Draymond Green adds another reason why Celtics need Robert Williams back


There’s no question Robert Williams’ absence impacts the Celtics most on the defensive end. He’s the rim protector Boston has needed for a long time, inserting himself in the NBA All-Defensive conversation.

In fact, some around the league think Robert Williams belongs in the Defensive Player of the Year conversation — one being 2016-17 DPOY and six-time NBA All-Defensive selection Draymond Green.

​​“Having an incredible year,” the Golden State forward said on his podcast about Williams during a recent episode featuring Jayson Tatum. “Having a Defensive Player of the Year-caliber type of season.”

But that’s not all Green has noticed from Time Lord. He also touched on Williams’ impact on the offensive end. Although, not in the way most might expect, given the center’s high-flying nature.

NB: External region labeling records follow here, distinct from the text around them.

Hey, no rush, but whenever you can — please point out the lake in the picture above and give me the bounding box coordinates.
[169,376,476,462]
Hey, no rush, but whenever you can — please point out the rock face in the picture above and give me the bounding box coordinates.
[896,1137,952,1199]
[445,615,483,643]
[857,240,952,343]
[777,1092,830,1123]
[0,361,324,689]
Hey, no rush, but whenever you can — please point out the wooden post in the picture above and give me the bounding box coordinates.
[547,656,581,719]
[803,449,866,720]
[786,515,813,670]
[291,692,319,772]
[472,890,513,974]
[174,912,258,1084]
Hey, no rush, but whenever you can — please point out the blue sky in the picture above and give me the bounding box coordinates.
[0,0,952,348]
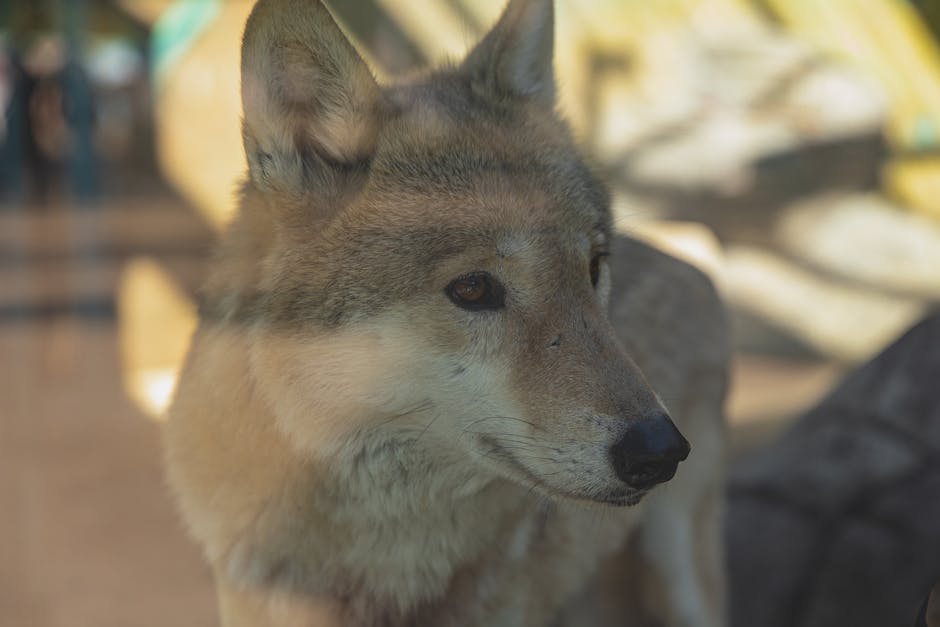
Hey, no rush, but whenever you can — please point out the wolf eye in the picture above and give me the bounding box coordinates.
[588,253,610,287]
[444,272,506,311]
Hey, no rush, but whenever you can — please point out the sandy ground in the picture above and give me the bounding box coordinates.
[0,194,838,627]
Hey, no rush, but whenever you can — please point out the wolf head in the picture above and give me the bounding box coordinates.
[220,0,689,504]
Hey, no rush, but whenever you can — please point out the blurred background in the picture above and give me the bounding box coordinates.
[0,0,940,627]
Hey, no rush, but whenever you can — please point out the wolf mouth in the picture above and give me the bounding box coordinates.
[480,436,647,507]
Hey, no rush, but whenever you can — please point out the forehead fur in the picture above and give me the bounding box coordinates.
[350,72,608,230]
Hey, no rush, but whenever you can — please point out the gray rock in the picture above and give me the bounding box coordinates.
[727,314,940,627]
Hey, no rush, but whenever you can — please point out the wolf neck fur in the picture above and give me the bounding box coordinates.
[206,332,551,615]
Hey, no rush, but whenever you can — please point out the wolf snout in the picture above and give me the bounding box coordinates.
[610,414,691,490]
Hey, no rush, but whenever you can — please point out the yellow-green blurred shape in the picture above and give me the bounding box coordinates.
[155,0,254,228]
[884,157,940,219]
[117,257,196,420]
[767,0,940,217]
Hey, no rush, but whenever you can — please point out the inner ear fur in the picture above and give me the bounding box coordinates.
[461,0,555,108]
[241,0,382,207]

“No one talks about his offense,” Green said. “He is one of the best passing big men in the league right now. Now, take that with a grain of salt because (Nikola) Jokic passes better than all the point guards. We’re not putting nobody in Joker category. He’s a little different than everybody. … Legit big men don’t have the ball all the time. Robert Williams is one of the best passing big men that I have seen, and no one talks about it.

“I think that’s a huge loss for y’all.”

Then Green got into Williams' impact on the rim at the offensive end. He first realized how tough Boston’s big man can be on offense when studying film ahead of the Warriors’ visit to TD Garden in December.

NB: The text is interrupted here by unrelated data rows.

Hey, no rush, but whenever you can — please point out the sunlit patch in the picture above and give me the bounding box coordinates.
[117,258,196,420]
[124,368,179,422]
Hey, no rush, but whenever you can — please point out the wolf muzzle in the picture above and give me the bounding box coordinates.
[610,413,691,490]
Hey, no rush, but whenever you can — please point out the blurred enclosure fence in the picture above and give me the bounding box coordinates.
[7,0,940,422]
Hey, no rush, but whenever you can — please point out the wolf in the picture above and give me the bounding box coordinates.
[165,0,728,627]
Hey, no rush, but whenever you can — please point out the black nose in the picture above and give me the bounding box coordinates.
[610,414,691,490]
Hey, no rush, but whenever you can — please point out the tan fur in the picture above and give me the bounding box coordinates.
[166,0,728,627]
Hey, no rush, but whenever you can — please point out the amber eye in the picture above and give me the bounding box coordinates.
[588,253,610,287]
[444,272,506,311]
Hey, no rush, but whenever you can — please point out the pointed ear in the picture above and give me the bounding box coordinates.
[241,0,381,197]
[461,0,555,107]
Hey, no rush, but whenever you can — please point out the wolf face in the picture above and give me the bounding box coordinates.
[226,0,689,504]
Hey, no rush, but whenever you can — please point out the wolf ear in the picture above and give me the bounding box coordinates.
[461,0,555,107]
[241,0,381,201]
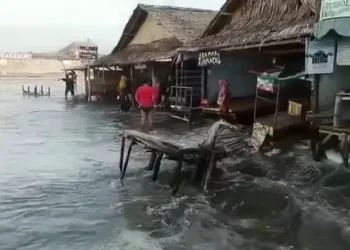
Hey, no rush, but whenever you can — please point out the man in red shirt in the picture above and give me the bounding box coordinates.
[135,80,156,129]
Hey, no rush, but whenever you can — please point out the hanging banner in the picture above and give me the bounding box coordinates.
[337,37,350,65]
[198,51,221,67]
[305,39,335,75]
[256,72,281,93]
[77,46,98,59]
[251,123,268,149]
[134,63,147,71]
[320,0,350,21]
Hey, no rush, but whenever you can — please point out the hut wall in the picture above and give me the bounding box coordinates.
[207,55,256,100]
[130,15,171,44]
[154,62,171,84]
[319,65,350,111]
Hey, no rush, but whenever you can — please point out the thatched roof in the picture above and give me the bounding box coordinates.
[112,4,216,53]
[93,37,182,66]
[179,0,315,51]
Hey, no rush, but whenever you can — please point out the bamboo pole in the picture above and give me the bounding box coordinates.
[152,153,164,181]
[146,150,157,171]
[120,140,135,180]
[119,136,125,173]
[170,156,183,187]
[204,153,216,190]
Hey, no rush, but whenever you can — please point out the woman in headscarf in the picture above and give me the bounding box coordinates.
[118,76,130,112]
[217,80,230,116]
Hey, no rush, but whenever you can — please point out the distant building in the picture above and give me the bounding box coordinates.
[59,40,98,61]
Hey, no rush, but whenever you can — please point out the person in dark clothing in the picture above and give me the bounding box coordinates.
[160,75,172,109]
[60,74,74,97]
[118,76,130,113]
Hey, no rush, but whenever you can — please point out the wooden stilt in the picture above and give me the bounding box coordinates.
[204,153,216,190]
[120,140,134,180]
[170,157,183,187]
[311,125,320,161]
[333,95,342,128]
[152,153,164,181]
[146,150,157,171]
[119,136,125,173]
[340,133,349,167]
[191,156,208,184]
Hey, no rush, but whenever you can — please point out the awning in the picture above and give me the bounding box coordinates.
[313,17,350,39]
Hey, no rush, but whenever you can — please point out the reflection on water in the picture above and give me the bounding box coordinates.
[0,79,350,250]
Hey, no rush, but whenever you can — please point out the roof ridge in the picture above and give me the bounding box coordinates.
[137,3,216,12]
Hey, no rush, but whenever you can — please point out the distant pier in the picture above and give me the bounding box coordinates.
[22,85,51,97]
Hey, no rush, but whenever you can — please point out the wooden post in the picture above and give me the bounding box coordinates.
[340,133,349,167]
[119,136,125,173]
[170,155,183,187]
[84,68,89,100]
[333,95,342,128]
[204,153,216,190]
[253,82,259,122]
[312,75,320,114]
[273,81,281,129]
[120,140,134,180]
[87,65,91,102]
[191,155,208,184]
[152,153,164,181]
[146,150,157,171]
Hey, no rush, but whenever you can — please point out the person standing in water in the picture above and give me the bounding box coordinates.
[135,80,156,130]
[118,76,130,112]
[60,73,74,97]
[217,80,231,118]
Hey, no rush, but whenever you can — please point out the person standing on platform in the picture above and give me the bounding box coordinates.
[118,76,130,113]
[135,80,157,130]
[60,73,74,98]
[152,78,161,105]
[217,80,231,118]
[126,79,135,109]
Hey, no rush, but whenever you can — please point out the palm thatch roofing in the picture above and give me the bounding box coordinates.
[94,37,182,66]
[180,0,316,51]
[96,4,216,65]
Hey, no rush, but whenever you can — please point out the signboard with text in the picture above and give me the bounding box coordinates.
[198,51,221,67]
[337,37,350,66]
[305,39,335,75]
[0,53,32,60]
[78,46,98,59]
[251,122,268,149]
[320,0,350,21]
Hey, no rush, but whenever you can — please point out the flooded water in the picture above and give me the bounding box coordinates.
[0,78,350,250]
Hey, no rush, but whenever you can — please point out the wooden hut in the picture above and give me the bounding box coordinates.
[178,0,315,125]
[95,4,216,110]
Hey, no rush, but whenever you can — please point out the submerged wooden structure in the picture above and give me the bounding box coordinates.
[178,0,315,121]
[307,91,350,167]
[119,122,246,194]
[22,85,51,97]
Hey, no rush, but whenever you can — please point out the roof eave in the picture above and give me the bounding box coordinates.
[112,4,148,53]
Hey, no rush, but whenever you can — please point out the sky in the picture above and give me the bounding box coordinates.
[0,0,225,54]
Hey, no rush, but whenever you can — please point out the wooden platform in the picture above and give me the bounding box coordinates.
[170,105,202,122]
[119,130,217,194]
[202,97,275,117]
[255,112,307,137]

“So we’re in shootaround before the game (in Boston), and I stop the walk through, and I’m like, ‘Fellas, listen, y’all have to understand: If you are even with Robert Williams, he is going to dunk on you. He will catch the lob on your head. I just watched him catch three of them on AD (Anthony Davis) in one game. And that’s AD. If you’re even with him, he’s going to catch it on your head, so you got to stay below him.

“I’m like animated and telling them … and I get in the pick and roll, and I’m dropped. I thought I was beneath him, and he still caught the lob on my head. … To have that threat where you literally just put it up anywhere and he’s going to get it, people don’t understand … to me, having a lob threat … what they do for your floor spacing is equal to what a shooter does for your floor spacing because you can’t leave the body.”

If it wasn’t clear how much of a loss this was for the Celtics before, well, now you know.